We'll add a new memdesc_alloc_pages() family which allocate the memory and set each page->memdesc to the passed-in memdesc. So each memdesc allocator will first use slab to allocate a memdesc, then allocate the pages that point to that memdesc.
alloc_pages_exact
We'll follow the same approach as today; allocate a buddy of sufficient size, but we'll expose a new primitive buddy_free_tail() which will release the tail pages back to the buddy allocator.
Slab memdesc
There's a minor recursion problem for the slab memdesc. This can be avoided by special-casing the struct slab allocation; any time we need to allocate a new slab for the slab memdesc cache, we _do not_ allocate a struct slab for it; we use the first object in the allocated memory for its own struct slab.
Freeing memory
Folios (file/anon/ksm) have a refcount. These should be freed with folio_put(). Other memdescs may not have a refcount (eg slab).
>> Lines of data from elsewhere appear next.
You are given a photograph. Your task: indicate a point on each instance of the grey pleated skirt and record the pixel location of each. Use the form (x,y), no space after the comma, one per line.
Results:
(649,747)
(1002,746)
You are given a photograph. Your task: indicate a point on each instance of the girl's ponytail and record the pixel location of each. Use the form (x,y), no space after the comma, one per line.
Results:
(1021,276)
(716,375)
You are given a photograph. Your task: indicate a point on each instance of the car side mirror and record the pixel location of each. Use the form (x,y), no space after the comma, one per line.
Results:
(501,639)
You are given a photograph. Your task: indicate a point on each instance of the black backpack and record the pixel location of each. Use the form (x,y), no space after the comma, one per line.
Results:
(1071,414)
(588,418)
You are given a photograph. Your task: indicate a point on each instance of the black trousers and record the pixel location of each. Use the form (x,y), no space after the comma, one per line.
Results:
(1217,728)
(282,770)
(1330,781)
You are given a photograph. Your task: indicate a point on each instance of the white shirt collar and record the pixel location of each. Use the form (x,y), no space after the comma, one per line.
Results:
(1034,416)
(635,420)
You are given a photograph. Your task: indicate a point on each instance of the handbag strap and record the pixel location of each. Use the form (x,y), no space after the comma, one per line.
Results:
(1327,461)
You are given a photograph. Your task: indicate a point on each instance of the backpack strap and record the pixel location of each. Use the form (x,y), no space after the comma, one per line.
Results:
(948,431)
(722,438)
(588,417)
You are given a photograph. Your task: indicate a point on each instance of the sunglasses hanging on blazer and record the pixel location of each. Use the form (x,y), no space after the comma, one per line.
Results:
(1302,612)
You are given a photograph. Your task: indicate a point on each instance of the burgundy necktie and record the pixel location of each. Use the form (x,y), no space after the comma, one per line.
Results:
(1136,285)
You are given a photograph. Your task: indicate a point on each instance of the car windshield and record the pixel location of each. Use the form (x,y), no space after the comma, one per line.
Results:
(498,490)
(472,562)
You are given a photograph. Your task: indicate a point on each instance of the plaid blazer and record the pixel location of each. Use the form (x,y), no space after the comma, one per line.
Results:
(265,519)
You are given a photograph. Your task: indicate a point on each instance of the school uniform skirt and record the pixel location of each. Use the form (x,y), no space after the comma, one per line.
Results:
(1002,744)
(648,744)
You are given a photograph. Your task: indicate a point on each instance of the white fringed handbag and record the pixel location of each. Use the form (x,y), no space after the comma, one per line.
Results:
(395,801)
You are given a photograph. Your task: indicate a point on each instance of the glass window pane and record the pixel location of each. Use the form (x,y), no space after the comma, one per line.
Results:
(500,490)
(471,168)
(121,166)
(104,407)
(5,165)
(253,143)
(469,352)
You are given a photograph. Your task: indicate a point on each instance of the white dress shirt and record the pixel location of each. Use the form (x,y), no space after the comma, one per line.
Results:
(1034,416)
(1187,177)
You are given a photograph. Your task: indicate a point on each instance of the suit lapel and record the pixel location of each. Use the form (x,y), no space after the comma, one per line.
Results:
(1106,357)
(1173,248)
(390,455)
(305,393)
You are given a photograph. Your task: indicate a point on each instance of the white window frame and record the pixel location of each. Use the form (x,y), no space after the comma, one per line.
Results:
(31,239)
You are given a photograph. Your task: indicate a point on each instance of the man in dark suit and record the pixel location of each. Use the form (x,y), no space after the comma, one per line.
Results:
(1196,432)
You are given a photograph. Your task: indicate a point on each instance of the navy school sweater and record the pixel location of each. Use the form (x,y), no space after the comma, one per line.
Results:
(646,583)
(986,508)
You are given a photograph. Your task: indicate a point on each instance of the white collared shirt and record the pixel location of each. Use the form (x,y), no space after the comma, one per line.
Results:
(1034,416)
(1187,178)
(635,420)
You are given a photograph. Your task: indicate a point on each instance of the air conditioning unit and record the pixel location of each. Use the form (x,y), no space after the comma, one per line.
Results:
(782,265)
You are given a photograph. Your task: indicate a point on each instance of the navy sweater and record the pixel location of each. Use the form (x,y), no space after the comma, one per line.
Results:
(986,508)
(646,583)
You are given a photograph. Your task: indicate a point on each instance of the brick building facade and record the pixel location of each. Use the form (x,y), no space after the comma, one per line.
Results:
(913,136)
Misc allocations (type 0) are simply passed back to the page allocator which will turn them into Buddy pages.
Memory control group
Splitting folios
It is going to be stupidly expensive to split an order-9 allocation into 512 order-0 allocations. We'll have to allocate 512 folios. We may want to optimise split_page() to only allocate folios for pages we're not going to immediately free.
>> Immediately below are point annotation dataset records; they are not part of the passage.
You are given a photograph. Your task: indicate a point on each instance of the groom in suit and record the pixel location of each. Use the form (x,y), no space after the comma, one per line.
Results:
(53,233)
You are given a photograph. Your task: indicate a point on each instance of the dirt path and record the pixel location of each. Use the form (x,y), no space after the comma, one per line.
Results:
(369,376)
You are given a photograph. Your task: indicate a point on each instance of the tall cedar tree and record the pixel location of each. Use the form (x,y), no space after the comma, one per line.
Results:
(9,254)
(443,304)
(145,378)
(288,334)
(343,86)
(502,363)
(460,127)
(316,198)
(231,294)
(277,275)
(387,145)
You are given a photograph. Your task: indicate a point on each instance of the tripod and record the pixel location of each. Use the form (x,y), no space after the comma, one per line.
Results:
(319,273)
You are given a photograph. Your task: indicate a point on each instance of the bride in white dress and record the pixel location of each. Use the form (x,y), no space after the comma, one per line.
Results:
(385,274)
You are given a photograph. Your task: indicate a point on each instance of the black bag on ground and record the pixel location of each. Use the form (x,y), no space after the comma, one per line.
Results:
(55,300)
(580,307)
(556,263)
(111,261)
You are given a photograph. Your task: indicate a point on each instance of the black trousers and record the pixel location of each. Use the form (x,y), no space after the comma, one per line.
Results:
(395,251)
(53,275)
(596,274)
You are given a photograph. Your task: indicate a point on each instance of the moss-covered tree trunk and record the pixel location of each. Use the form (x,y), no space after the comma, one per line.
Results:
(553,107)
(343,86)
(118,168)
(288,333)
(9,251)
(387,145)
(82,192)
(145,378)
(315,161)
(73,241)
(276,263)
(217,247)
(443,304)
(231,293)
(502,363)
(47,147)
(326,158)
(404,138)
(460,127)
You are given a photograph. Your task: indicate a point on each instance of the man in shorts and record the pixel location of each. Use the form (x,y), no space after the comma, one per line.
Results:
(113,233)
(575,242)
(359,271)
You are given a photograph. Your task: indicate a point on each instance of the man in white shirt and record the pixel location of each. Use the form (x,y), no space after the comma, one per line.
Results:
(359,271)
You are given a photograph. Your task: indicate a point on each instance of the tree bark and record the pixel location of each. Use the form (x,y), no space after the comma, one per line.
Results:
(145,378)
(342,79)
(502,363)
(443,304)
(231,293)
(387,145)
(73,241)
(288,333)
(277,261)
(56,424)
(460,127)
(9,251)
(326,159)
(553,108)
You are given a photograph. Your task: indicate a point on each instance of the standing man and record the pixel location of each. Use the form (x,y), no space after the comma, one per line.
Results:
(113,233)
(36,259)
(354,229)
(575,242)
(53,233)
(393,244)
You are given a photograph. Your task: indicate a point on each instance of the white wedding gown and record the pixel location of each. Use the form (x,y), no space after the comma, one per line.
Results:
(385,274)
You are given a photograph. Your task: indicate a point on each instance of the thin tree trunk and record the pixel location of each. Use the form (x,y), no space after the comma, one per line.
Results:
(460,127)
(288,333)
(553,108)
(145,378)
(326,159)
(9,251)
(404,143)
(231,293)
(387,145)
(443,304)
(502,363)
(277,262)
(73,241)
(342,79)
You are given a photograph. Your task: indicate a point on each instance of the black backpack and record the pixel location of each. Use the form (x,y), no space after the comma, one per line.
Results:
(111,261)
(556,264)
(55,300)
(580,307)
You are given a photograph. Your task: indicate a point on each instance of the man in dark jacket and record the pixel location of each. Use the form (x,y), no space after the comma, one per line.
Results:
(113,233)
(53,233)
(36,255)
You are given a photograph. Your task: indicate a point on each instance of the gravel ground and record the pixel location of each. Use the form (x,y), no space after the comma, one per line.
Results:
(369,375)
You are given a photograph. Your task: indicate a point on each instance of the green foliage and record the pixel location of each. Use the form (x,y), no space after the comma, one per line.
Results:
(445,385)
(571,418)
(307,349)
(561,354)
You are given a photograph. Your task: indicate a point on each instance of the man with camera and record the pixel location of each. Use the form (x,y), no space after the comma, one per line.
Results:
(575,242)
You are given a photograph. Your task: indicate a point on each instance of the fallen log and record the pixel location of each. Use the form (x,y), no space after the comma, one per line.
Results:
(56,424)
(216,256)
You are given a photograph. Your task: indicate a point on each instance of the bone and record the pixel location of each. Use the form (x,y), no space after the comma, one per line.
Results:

Mapping memory into userspace
File, anon memory and KSM memory is rmappable. The rmap does not apply to other kinds of memory (networking, device driver, vmalloc, etc). These kinds of memory should be added to VM_MIXEDMAP or VM_PFNMAP mappings only.
Things to remember
ext4 attaches a buffer_head to memory allocated from slab. virt_to_folio() should probably return NULL in this case?